Contextualizing the Contributions of HP1α-Mediated Chromatin Cross-Linking to Total and Internal Nuclear Mechanics

Abstract

The physical properties of the nucleus dictate global cell responses to mechanical challenges, and their disruption is implicated in human disease. For instance, nuclear softening facilitates the rate-limiting deformation step in cancer cell invasion. Recent work suggests that chromatin-chromatin cross-linking is an important (but under-explored) determinant of nuclear mechanical properties. Here, I examine whether depletion of HP1α, a chromatin cross-linker whose expression is lost in metastatic cells, changes total and internal nuclear mechanics in ways that facilitate confined cell migration. Additionally, I aim to contextualize the scope of HP1α’s mechanical contributions by comparing them to those of a second, better-characterized determinant of nuclear stiffness (Lamin A).
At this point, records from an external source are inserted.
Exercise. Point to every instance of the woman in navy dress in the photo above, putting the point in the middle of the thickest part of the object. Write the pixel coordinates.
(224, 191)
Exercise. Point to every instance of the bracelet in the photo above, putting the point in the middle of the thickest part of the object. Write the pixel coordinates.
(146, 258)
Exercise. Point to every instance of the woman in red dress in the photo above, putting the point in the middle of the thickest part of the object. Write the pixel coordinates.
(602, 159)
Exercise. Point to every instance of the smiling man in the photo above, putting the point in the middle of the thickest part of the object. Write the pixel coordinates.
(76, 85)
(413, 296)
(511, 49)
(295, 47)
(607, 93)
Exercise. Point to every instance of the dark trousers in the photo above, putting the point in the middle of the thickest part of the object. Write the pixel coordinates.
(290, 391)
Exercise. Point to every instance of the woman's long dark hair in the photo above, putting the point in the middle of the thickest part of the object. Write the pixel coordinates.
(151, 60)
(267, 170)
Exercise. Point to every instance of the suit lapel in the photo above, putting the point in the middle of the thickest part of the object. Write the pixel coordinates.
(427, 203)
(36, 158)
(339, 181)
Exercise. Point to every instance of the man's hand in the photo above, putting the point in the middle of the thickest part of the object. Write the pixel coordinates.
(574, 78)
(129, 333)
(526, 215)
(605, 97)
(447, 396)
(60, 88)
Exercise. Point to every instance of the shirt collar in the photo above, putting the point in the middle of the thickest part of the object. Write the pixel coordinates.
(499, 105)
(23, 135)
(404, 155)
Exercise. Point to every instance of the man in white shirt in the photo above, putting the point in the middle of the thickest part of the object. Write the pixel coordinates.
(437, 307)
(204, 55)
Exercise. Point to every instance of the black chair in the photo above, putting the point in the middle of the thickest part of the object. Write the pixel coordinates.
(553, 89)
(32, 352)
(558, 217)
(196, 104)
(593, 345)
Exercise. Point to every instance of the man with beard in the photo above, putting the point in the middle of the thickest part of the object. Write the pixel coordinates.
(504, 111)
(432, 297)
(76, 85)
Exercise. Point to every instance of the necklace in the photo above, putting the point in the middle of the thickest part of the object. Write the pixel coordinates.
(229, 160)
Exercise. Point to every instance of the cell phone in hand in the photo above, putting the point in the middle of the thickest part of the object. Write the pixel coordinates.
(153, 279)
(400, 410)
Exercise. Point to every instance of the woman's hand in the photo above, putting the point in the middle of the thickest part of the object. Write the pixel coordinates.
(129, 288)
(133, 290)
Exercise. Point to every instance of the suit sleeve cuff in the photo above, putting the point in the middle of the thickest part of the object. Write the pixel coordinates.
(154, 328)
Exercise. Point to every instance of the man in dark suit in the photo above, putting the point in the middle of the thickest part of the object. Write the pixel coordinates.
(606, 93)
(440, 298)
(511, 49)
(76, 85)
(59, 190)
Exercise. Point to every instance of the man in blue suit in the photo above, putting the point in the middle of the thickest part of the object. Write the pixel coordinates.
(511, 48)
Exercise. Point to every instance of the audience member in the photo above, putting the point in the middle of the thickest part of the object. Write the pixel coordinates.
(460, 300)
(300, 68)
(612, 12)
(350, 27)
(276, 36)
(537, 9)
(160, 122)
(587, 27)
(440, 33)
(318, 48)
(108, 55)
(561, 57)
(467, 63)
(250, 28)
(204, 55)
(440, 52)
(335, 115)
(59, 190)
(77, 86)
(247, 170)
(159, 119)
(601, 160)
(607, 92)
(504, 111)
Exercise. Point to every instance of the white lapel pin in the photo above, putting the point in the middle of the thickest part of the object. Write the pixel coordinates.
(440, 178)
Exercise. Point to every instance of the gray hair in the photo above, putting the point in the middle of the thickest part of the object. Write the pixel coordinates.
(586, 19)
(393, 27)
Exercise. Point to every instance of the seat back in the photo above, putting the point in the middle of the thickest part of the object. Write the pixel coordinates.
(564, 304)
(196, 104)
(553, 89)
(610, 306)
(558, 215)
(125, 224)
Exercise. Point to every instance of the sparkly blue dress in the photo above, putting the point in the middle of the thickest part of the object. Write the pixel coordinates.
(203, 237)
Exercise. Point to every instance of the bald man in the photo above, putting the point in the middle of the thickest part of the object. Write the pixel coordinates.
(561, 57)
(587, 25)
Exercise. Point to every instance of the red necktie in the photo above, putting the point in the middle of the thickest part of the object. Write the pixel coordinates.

Using a set of imaging-based readouts, I demonstrate that HP1α contributes to nuclear morphology and nucleoplasmic diffusion dynamics, but that its effects are comparatively subtle. However, I also show that HP1α is a major contributor to intra-nucleolar diffusion dynamics, meaning that its impacts on internal nuclear mechanics exhibit an intriguing spatial heterogeneity. Using atomic force microscopy, a custom nuclear deformation assay, and an in vitro assessment of confined migration frequency, I then demonstrate that loss of HP1α-mediated cross-linking yields total nuclear softening and facilitates migration through narrow pores. Collectively, these results suggest an interesting comparative model of Lamin A and HP1α’s contributions to nuclear mechanics and demonstrate that spatially heterogenous changes in internal mechanical properties can result in total nuclear softening. In addition, the presented findings indicate that a mechanical model of HP1α’s contributions to cancer cell migration – and, by extension, to disease progression – is worth exploring further in future work.